About
Whisky distillery from Kuroki Honten, a prestigious Miyazaki shochu maker. Situated in mountainous terrain at elevation in the Osuzu range. Uses local Miyazaki-grown barley and mizunara oak casks from nearby forests. Aims to create a distinctly Kyushu terroir-driven whisky.
Production Details
The Osuzuyama Tale
In the mountains of Miyazaki, where the Osuzu range rises from Kyushu's volcanic heart, spring water has carved its path through ancient rock for millennia. Here, in 2019, Kuroki Honten made a decision that would reshape their century-old legacy.
The company had built its reputation on shochu, that distinctly Japanese spirit born from the island's volcanic soil and subtropical climate. But as mist clung to the Osuzu peaks each morning, they saw something more—a chance to marry their generational knowledge with whisky's patient art.
The site they chose speaks of intention. High in the mountains, where temperature swings with the seasons and humidity dances between extremes, the distillery sits like a meditation on place. The Osuzu mountain spring water that feeds their stills carries the mineral signature of volcanic bedrock, the same water that had made their shochu sing for generations.
But this is whisky reimagined through Kyushu's lens. Local barley grows in Miyazaki's rich soil, each grain carrying the terroir of red earth and ocean-tempered air. In the warehouses, mizunara oak from nearby forests waits to work its particular magic—that distinctly Japanese wood that breathes incense and spice into maturing spirit.
The choice to build here, at elevation, reveals the distillery's philosophy.
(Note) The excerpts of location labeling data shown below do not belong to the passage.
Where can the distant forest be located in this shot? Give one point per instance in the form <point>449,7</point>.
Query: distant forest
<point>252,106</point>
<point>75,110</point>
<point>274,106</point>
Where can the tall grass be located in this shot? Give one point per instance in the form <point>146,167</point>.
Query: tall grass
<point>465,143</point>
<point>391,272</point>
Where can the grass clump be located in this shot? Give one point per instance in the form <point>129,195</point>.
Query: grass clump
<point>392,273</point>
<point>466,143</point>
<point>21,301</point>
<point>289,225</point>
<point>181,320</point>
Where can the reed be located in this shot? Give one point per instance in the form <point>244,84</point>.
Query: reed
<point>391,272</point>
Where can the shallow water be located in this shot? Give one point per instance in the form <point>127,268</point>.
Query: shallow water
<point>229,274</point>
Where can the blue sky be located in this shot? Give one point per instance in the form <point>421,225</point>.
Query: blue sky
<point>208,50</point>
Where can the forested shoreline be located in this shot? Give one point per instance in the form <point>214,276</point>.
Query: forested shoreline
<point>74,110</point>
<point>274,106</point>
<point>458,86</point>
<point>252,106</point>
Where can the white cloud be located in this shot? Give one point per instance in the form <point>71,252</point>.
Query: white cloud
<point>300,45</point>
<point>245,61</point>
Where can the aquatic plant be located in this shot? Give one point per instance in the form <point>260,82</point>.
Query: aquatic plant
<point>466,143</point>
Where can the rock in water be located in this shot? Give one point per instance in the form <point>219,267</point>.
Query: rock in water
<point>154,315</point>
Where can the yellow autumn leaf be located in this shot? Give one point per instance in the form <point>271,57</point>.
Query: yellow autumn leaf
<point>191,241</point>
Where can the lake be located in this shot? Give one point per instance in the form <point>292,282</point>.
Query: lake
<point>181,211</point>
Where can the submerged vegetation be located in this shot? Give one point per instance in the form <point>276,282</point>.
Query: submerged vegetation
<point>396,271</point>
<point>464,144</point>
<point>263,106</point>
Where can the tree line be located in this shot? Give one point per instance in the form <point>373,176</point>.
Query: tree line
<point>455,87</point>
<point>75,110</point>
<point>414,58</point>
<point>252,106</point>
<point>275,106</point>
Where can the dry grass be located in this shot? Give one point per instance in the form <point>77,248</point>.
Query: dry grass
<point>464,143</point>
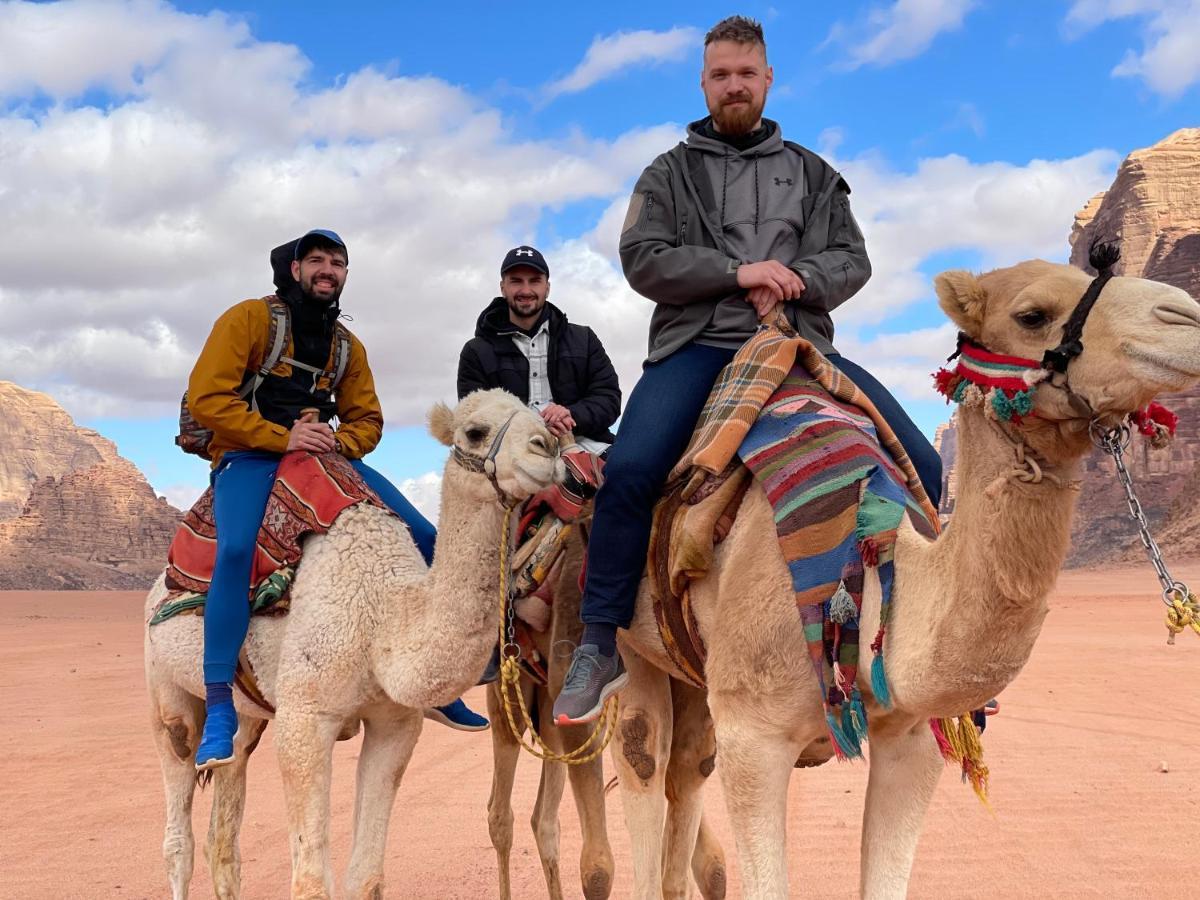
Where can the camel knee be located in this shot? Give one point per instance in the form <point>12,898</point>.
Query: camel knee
<point>639,743</point>
<point>499,827</point>
<point>598,883</point>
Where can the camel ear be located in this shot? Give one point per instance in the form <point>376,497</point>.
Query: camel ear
<point>963,299</point>
<point>442,424</point>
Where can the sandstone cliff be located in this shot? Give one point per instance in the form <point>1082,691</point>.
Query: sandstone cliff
<point>1153,209</point>
<point>87,517</point>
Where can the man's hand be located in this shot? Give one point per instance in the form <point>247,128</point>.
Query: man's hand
<point>773,277</point>
<point>313,437</point>
<point>558,419</point>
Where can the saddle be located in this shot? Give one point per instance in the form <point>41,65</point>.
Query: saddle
<point>840,485</point>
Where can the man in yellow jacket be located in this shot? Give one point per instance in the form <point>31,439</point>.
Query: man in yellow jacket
<point>323,367</point>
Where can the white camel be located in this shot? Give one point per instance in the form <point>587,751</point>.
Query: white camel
<point>966,607</point>
<point>372,634</point>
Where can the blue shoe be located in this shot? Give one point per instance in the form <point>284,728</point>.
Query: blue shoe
<point>216,742</point>
<point>457,715</point>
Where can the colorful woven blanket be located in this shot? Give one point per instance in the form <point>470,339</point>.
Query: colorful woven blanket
<point>310,493</point>
<point>840,484</point>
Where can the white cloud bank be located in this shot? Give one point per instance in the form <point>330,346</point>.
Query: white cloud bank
<point>129,228</point>
<point>615,54</point>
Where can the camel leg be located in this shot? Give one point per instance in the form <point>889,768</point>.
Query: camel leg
<point>545,822</point>
<point>587,786</point>
<point>228,807</point>
<point>505,753</point>
<point>756,765</point>
<point>708,863</point>
<point>640,753</point>
<point>304,742</point>
<point>904,773</point>
<point>177,732</point>
<point>693,759</point>
<point>387,748</point>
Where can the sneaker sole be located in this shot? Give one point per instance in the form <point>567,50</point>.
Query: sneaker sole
<point>615,685</point>
<point>441,718</point>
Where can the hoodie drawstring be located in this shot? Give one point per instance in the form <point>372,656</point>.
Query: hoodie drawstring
<point>725,183</point>
<point>756,193</point>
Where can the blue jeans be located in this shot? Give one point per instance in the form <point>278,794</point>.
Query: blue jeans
<point>241,484</point>
<point>654,431</point>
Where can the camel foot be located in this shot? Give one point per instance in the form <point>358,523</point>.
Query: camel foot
<point>817,753</point>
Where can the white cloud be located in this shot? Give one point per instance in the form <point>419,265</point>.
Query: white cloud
<point>1169,61</point>
<point>1002,211</point>
<point>129,229</point>
<point>425,493</point>
<point>616,53</point>
<point>897,33</point>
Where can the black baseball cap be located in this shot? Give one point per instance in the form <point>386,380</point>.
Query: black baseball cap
<point>525,256</point>
<point>321,235</point>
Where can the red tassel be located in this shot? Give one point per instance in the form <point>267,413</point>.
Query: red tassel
<point>1156,414</point>
<point>946,382</point>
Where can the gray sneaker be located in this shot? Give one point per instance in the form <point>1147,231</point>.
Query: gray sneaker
<point>589,682</point>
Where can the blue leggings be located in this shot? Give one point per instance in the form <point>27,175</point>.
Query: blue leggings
<point>241,485</point>
<point>655,429</point>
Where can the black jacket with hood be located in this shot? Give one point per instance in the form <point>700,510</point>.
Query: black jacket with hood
<point>581,376</point>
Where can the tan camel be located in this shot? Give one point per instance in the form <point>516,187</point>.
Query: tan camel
<point>373,635</point>
<point>690,760</point>
<point>966,610</point>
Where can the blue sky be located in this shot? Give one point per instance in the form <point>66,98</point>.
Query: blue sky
<point>175,144</point>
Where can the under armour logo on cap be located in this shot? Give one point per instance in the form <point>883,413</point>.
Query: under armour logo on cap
<point>525,255</point>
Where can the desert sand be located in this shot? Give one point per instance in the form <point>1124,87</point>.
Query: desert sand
<point>1081,804</point>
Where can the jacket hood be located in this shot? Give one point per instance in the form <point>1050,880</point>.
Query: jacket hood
<point>288,289</point>
<point>493,321</point>
<point>772,144</point>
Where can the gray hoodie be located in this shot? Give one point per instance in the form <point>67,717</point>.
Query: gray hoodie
<point>702,208</point>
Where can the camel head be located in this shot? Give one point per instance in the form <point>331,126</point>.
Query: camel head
<point>497,438</point>
<point>1140,340</point>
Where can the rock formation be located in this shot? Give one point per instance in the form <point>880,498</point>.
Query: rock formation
<point>87,516</point>
<point>1153,209</point>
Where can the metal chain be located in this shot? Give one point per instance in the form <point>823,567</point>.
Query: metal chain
<point>1114,442</point>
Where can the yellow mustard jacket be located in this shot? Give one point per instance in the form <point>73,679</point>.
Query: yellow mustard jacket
<point>238,345</point>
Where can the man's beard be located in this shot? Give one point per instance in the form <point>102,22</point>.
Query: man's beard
<point>515,307</point>
<point>311,297</point>
<point>738,120</point>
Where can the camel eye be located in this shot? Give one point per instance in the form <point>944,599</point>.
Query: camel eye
<point>1031,318</point>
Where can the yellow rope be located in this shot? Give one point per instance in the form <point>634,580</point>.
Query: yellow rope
<point>510,685</point>
<point>1183,613</point>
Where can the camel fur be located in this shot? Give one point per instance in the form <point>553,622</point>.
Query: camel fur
<point>689,846</point>
<point>966,607</point>
<point>372,634</point>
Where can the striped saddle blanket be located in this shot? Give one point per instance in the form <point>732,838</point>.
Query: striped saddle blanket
<point>840,485</point>
<point>309,495</point>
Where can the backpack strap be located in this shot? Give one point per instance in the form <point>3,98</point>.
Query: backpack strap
<point>341,353</point>
<point>276,341</point>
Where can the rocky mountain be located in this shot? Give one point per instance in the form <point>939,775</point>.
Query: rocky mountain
<point>1153,209</point>
<point>75,514</point>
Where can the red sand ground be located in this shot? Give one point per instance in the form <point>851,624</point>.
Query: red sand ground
<point>1081,805</point>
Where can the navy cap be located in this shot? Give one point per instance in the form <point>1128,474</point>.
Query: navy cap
<point>525,256</point>
<point>319,235</point>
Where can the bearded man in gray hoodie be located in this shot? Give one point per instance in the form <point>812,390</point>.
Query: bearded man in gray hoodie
<point>720,229</point>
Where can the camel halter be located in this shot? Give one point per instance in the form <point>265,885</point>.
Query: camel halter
<point>486,465</point>
<point>1005,387</point>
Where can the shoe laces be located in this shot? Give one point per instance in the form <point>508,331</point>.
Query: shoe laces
<point>580,675</point>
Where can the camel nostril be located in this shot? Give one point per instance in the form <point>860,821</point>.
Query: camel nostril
<point>1177,313</point>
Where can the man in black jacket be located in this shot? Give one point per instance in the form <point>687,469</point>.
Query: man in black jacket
<point>525,345</point>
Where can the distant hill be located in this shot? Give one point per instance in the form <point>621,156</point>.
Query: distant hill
<point>73,513</point>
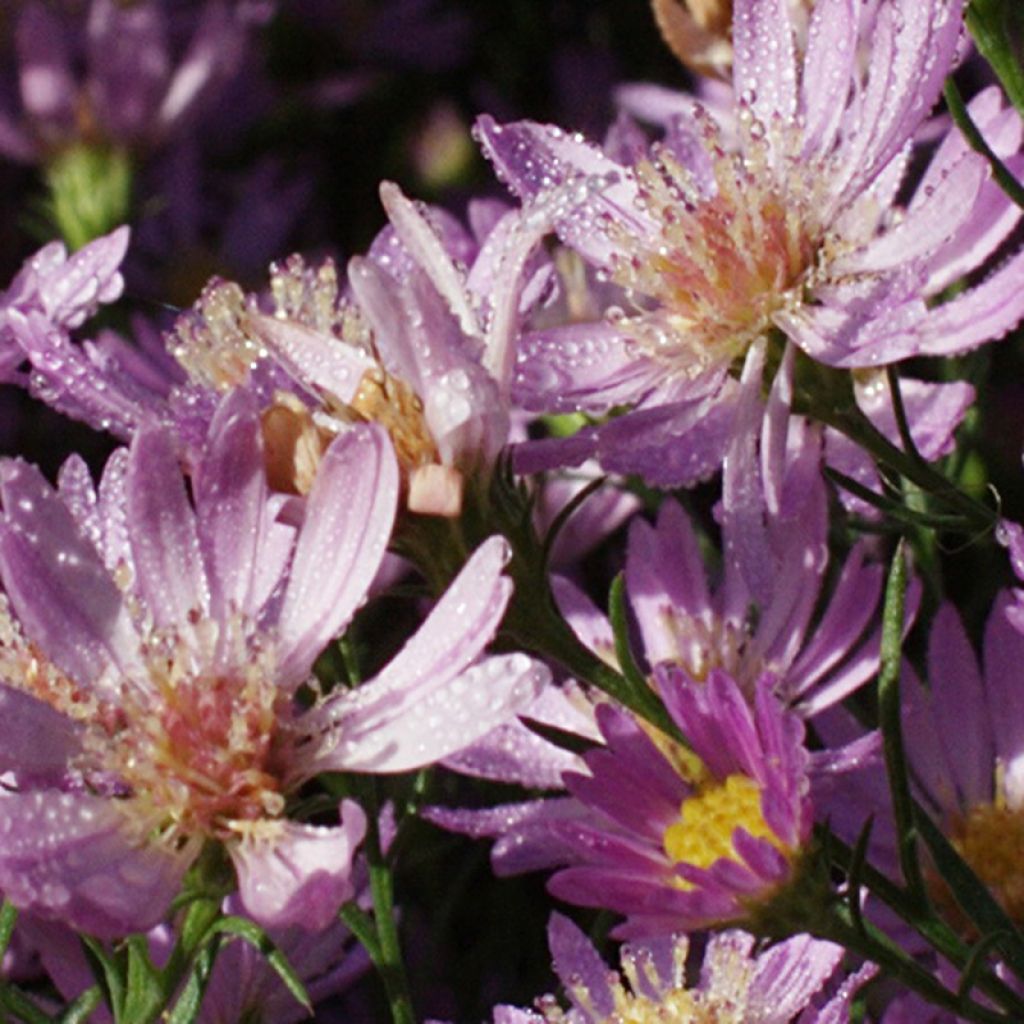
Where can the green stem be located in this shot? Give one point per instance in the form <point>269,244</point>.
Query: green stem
<point>380,937</point>
<point>858,428</point>
<point>538,626</point>
<point>892,731</point>
<point>81,1010</point>
<point>931,928</point>
<point>14,1001</point>
<point>865,939</point>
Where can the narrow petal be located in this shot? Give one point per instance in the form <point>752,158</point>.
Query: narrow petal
<point>436,721</point>
<point>70,856</point>
<point>60,591</point>
<point>230,492</point>
<point>302,875</point>
<point>342,541</point>
<point>163,534</point>
<point>763,62</point>
<point>457,630</point>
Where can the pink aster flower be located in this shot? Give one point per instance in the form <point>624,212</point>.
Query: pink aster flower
<point>737,982</point>
<point>151,662</point>
<point>795,231</point>
<point>679,841</point>
<point>135,89</point>
<point>756,622</point>
<point>964,735</point>
<point>419,340</point>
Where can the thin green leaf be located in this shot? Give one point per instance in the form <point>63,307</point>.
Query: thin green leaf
<point>892,727</point>
<point>976,963</point>
<point>15,1001</point>
<point>564,514</point>
<point>621,634</point>
<point>189,1001</point>
<point>990,23</point>
<point>361,926</point>
<point>144,991</point>
<point>109,970</point>
<point>8,916</point>
<point>855,876</point>
<point>972,895</point>
<point>976,140</point>
<point>894,509</point>
<point>255,936</point>
<point>81,1010</point>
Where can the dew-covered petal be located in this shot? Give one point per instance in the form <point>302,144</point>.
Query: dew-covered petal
<point>59,590</point>
<point>581,367</point>
<point>532,160</point>
<point>300,875</point>
<point>229,485</point>
<point>34,736</point>
<point>457,630</point>
<point>71,856</point>
<point>832,44</point>
<point>162,529</point>
<point>433,722</point>
<point>577,963</point>
<point>764,72</point>
<point>787,975</point>
<point>347,527</point>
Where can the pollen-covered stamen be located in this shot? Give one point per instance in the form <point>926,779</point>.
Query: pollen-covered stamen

Kyushu's subtropical climate would age whisky differently than Scotland's moors or Kentucky's bluegrass. The heat accelerates maturation while seasonal shifts create a breathing rhythm in the wood. Each cask becomes a conversation between spirit and environment, mediated by mizunara's patient influence.
This is monozukuri applied to whisky—the artisan's pursuit of perfection through understanding materials, place, and process. Kuroki Honten brought decades of fermentation mastery, but whisky demanded new patience, new precision. Where shochu could be ready in months, these spirits would sleep for years.
Standing in their stillhouse today, you feel the weight of that commitment. Steam rises from copper surfaces while mountain air carries hints of fermenting grain and distant cedar. Outside, the Osuzu peaks stand sentinel over a distillery still writing its first chapters, each drop of new-make spirit a promise to the future.